Marina Previtali indaga «Milano» e i suoi colori

Dal Pirellone ai grandi silos, dalla Torre Velasca agli scenari industriali delle periferie: le opere di Marina Previtali - esposte fino 24 febbraio a Milano alla Galleria Previtali di arte contemporanea, via Lombardini 14 - sono un concentrato di milanesità.
L’artista, classe 1966, vincitrice del 1° Premio Accademia di Brera e del Premio Lubiam “Guttuso e i giovani”, da sempre infatti predilige soggetti relativi alle grandi aree metropolitane.
In questa serie di 19 opere è Milano - e i suoi colori - la protagonista. «Marina un tempo non amava Milano, la sua città - rivela Alessandra Redaelli, curatrice della mostra - e per dipingere andava sul lago d’Iseo: da buona milanese, sazia di grigio, cercava disperatamente prati e laghi, scorci di sereno. L’innamoramento per la sua città avviene solo negli anni Ottanta».

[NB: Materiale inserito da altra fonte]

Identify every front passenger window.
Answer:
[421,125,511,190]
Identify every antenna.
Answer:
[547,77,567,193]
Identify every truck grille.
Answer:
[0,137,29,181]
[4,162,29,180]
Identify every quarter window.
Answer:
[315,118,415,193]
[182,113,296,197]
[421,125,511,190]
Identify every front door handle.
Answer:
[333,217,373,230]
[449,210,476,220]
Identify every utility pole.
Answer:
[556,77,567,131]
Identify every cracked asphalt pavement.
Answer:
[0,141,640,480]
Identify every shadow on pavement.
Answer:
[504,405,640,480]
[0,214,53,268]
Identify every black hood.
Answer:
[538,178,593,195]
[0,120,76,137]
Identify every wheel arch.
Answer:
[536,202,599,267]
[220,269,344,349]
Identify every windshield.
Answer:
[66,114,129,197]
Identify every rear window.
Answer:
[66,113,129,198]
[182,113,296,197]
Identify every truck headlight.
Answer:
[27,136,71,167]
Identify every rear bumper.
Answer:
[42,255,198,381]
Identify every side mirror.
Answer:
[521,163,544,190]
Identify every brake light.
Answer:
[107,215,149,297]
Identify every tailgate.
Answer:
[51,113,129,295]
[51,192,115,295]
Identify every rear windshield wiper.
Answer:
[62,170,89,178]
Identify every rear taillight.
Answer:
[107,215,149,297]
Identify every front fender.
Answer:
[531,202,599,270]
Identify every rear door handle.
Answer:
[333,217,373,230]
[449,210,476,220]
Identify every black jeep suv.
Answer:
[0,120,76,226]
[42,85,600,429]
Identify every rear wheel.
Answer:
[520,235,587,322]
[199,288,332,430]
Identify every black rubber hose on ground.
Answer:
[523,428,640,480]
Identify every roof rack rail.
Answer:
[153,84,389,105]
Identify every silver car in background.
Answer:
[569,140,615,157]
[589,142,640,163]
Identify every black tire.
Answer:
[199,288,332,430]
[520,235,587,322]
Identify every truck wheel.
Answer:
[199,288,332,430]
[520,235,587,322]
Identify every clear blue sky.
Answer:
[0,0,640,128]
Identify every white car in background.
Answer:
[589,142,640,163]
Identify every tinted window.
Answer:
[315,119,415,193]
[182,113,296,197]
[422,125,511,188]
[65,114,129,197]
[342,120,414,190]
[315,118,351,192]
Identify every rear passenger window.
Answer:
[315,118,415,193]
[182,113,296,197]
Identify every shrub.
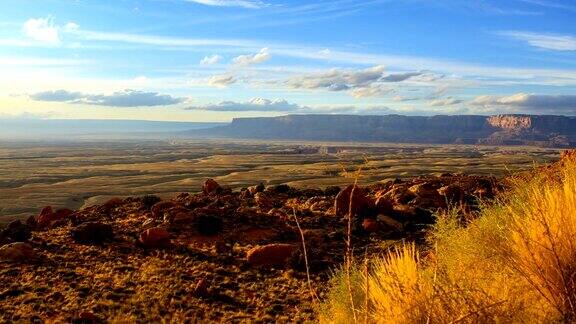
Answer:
[320,159,576,323]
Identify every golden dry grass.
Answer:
[0,141,558,226]
[320,156,576,323]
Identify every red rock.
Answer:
[202,179,220,195]
[192,279,208,297]
[163,206,194,225]
[438,184,464,203]
[0,242,36,262]
[254,192,274,209]
[36,206,74,229]
[375,196,394,214]
[248,184,266,196]
[383,184,416,205]
[246,243,296,267]
[72,312,98,323]
[560,150,576,161]
[362,218,380,233]
[101,197,124,214]
[334,185,374,216]
[70,222,114,244]
[139,227,170,248]
[150,201,177,219]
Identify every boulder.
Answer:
[100,197,124,214]
[334,185,375,216]
[324,186,340,196]
[383,183,416,205]
[36,206,74,229]
[70,222,114,244]
[162,206,194,225]
[375,195,394,214]
[248,183,266,196]
[246,243,297,267]
[138,227,170,248]
[0,242,36,262]
[192,279,209,297]
[194,215,224,236]
[202,179,220,195]
[362,218,380,233]
[0,220,32,242]
[254,192,274,209]
[377,215,404,232]
[150,201,177,219]
[438,184,464,204]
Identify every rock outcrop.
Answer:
[189,115,576,147]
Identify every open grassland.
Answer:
[0,140,558,222]
[322,154,576,323]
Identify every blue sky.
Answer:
[0,0,576,121]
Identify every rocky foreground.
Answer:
[0,174,501,323]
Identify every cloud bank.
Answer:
[471,93,576,114]
[29,90,186,107]
[184,0,268,9]
[232,47,272,66]
[498,31,576,51]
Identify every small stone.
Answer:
[150,201,177,219]
[248,183,266,196]
[246,243,296,267]
[71,312,98,324]
[334,185,374,216]
[139,227,170,248]
[36,206,74,229]
[202,179,220,195]
[192,279,208,297]
[0,220,32,242]
[324,186,341,196]
[194,215,224,236]
[362,218,380,233]
[254,192,274,209]
[0,242,36,262]
[70,222,114,244]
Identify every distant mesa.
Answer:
[187,115,576,148]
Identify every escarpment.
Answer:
[194,115,576,147]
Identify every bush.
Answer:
[320,159,576,323]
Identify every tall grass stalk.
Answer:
[320,156,576,323]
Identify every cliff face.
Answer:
[488,115,576,135]
[195,115,576,146]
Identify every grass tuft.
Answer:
[320,159,576,323]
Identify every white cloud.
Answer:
[350,85,395,98]
[498,31,576,51]
[186,98,308,112]
[470,93,576,114]
[200,54,222,65]
[428,97,464,107]
[50,30,576,86]
[287,65,384,91]
[285,65,442,98]
[232,47,272,66]
[185,0,268,9]
[207,74,236,88]
[64,21,80,31]
[29,90,186,107]
[380,72,424,82]
[0,56,91,67]
[22,17,60,45]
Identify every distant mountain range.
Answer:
[0,118,226,140]
[187,115,576,147]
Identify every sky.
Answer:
[0,0,576,122]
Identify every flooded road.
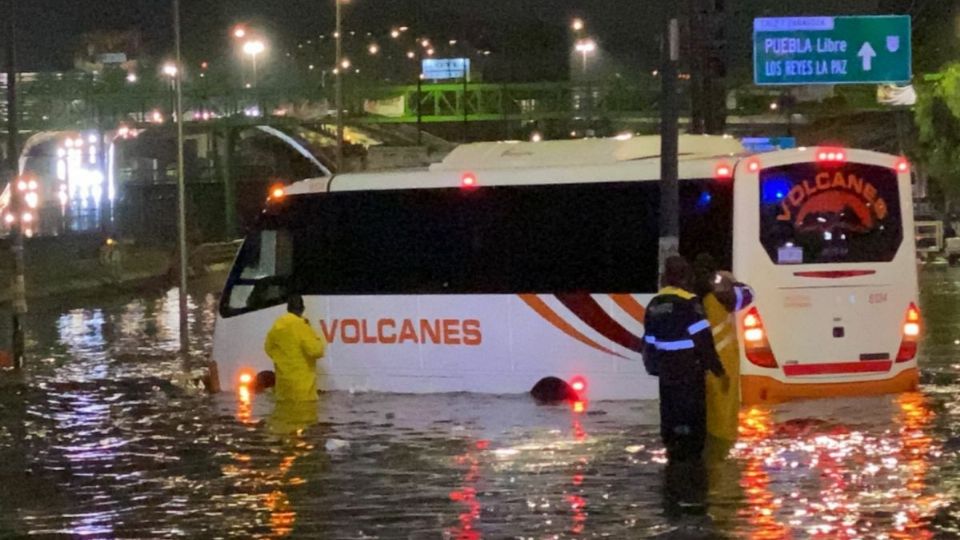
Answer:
[0,269,960,539]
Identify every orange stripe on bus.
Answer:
[518,294,626,358]
[740,368,920,405]
[610,294,647,324]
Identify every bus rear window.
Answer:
[760,163,903,264]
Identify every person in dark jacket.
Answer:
[643,256,724,460]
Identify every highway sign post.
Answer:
[753,15,912,85]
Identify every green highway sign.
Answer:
[753,15,913,85]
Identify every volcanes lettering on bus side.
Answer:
[320,318,483,347]
[777,171,888,230]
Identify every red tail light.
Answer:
[897,302,921,362]
[460,173,477,189]
[817,148,847,165]
[743,307,777,368]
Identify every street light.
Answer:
[243,39,267,86]
[575,39,597,75]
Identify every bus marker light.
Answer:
[460,173,477,188]
[897,302,920,362]
[817,148,847,163]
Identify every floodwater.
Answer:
[0,268,960,540]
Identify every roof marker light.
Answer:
[460,172,477,188]
[268,184,287,201]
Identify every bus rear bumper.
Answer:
[740,367,920,405]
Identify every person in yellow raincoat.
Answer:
[263,295,327,405]
[694,255,753,455]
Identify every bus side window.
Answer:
[228,230,292,310]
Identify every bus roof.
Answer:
[430,135,745,171]
[286,135,745,195]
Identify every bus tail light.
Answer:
[267,184,287,202]
[894,158,910,173]
[570,375,587,397]
[460,172,477,189]
[817,148,847,163]
[897,302,920,362]
[743,307,777,368]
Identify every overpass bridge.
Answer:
[0,73,880,138]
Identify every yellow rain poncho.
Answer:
[263,313,327,402]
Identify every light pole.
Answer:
[575,39,597,78]
[333,0,344,173]
[7,0,27,370]
[172,0,190,359]
[243,39,267,88]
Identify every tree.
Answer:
[915,62,960,194]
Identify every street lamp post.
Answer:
[333,0,344,173]
[243,39,267,88]
[172,0,190,358]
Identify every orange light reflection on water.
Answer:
[737,407,789,540]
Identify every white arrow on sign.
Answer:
[857,41,877,71]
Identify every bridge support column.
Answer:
[216,127,237,240]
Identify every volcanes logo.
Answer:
[320,319,483,347]
[777,171,889,232]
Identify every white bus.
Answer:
[213,136,919,402]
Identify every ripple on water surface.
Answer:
[0,272,960,539]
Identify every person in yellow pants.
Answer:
[263,295,327,403]
[695,255,753,457]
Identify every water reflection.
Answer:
[0,274,960,539]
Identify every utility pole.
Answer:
[658,13,680,272]
[173,0,190,358]
[413,0,423,146]
[333,0,344,173]
[7,0,27,370]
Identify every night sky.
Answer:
[0,0,941,76]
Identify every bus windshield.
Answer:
[760,163,903,265]
[221,179,732,317]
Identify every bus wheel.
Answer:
[530,377,577,405]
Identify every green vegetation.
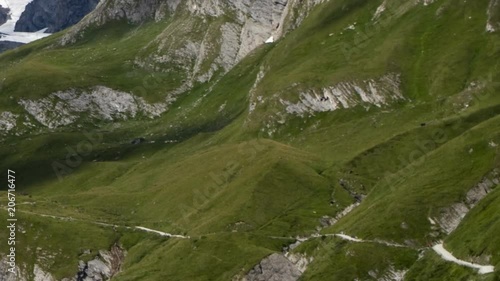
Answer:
[0,0,500,280]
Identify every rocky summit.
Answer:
[0,0,500,281]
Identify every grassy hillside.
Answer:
[0,0,500,280]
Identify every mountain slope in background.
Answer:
[0,0,99,51]
[0,0,500,281]
[15,0,99,33]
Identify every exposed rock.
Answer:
[33,264,55,281]
[60,0,321,91]
[436,169,500,234]
[0,111,19,135]
[486,0,500,32]
[61,0,180,45]
[0,5,10,25]
[280,74,404,116]
[15,0,99,33]
[242,254,302,281]
[71,245,126,281]
[19,86,167,129]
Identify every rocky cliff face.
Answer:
[60,0,321,89]
[15,0,99,33]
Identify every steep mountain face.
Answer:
[0,0,98,52]
[15,0,99,33]
[0,0,500,281]
[0,5,10,25]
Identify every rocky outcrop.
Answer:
[241,254,303,281]
[63,244,126,281]
[486,0,500,32]
[15,0,99,33]
[19,86,168,129]
[280,74,403,116]
[60,0,320,94]
[33,264,56,281]
[0,6,10,25]
[0,111,19,132]
[431,169,500,234]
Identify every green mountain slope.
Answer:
[0,0,500,280]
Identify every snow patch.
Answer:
[0,0,50,44]
[264,36,274,44]
[372,1,386,21]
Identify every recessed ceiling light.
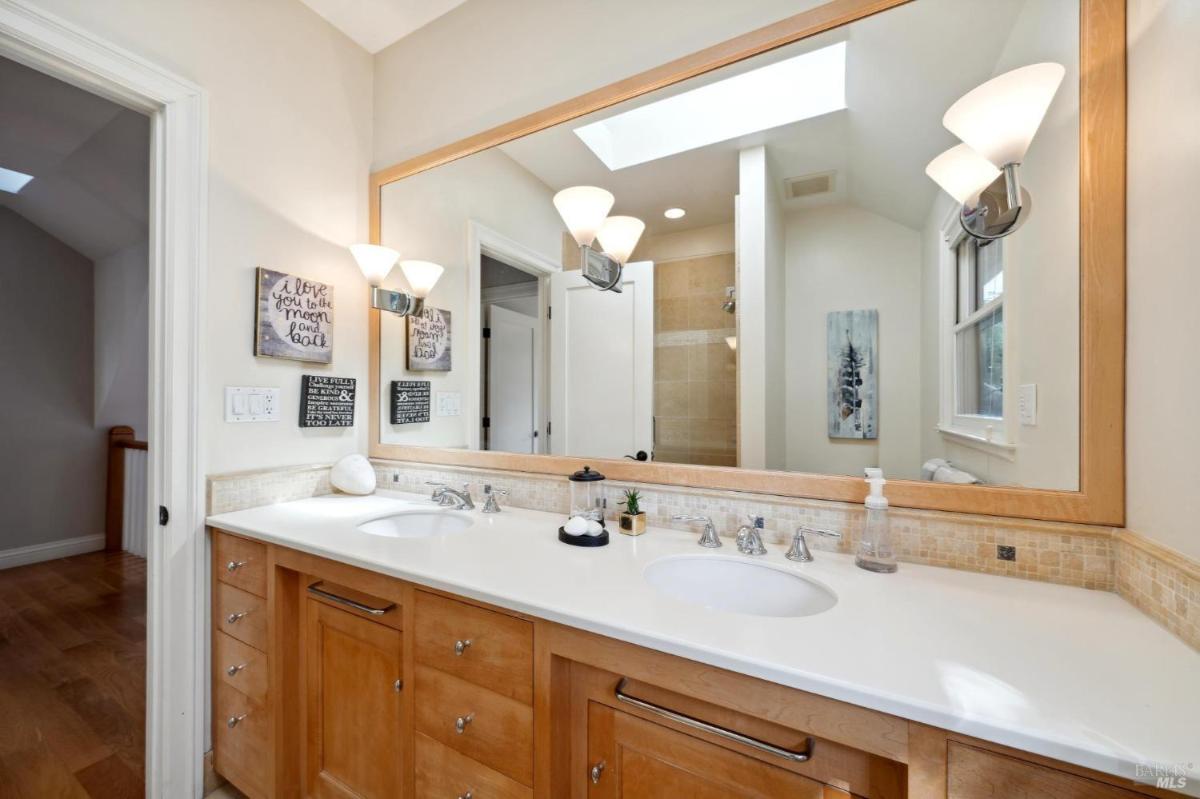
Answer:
[575,42,846,170]
[0,167,34,194]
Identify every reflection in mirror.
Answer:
[378,0,1079,491]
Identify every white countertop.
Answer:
[208,492,1200,797]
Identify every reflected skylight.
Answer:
[575,42,846,170]
[0,167,34,194]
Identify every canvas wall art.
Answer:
[254,266,334,364]
[407,306,450,372]
[826,310,880,439]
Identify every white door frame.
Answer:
[462,220,563,451]
[0,0,208,799]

La città è resa in maniera fotografica: dal cielo metallico allo squallore della periferia, con i suoi capannoni e le strade deserte. L’artista sperimenta, con pennellate marcate, tutta la gamma dei grigi, interrompendo di quando i quando lo scenario anonimo della realtà urbana con lampi di colore: la luce che filtra da una finestra, l’illuminazione elettrica che si riflette sui tetti della stazione Centrale, il giallo ocra del terriccio di un cantiere. Su tutto, si stagliano i grattacieli della Milano dei “daneè”, la capitale del progresso e della crescita economica del Paese.
«Qui Milano appare una città fantasma - commenta la pittrice Alessandra Quattordio - dove non si rintraccia presenza umana, dove i colori insinuano languori e inquietudine». Una inquietudine che nasce dal legame stretto fra le opere della Previtali e la realtà che la circonda: «Penso che Marina Previtali abbia raggiunto nell’ultima produzione un tono di alta potenza - osserva il critico d’arte Rossana Bossaglia -. Le esperienze culturali e le immagini che la sua fantasia ha incamerato lungo gli anni sono giunti a nutrire un suo personale linguaggio, che ci coinvolge e ci rende partecipi». Le opere della Previtali, insomma, non lasciano indifferenti. E rappresentano un punto di vista nuovo, per i milanesi, di osservare la città che vivono ogni giorno.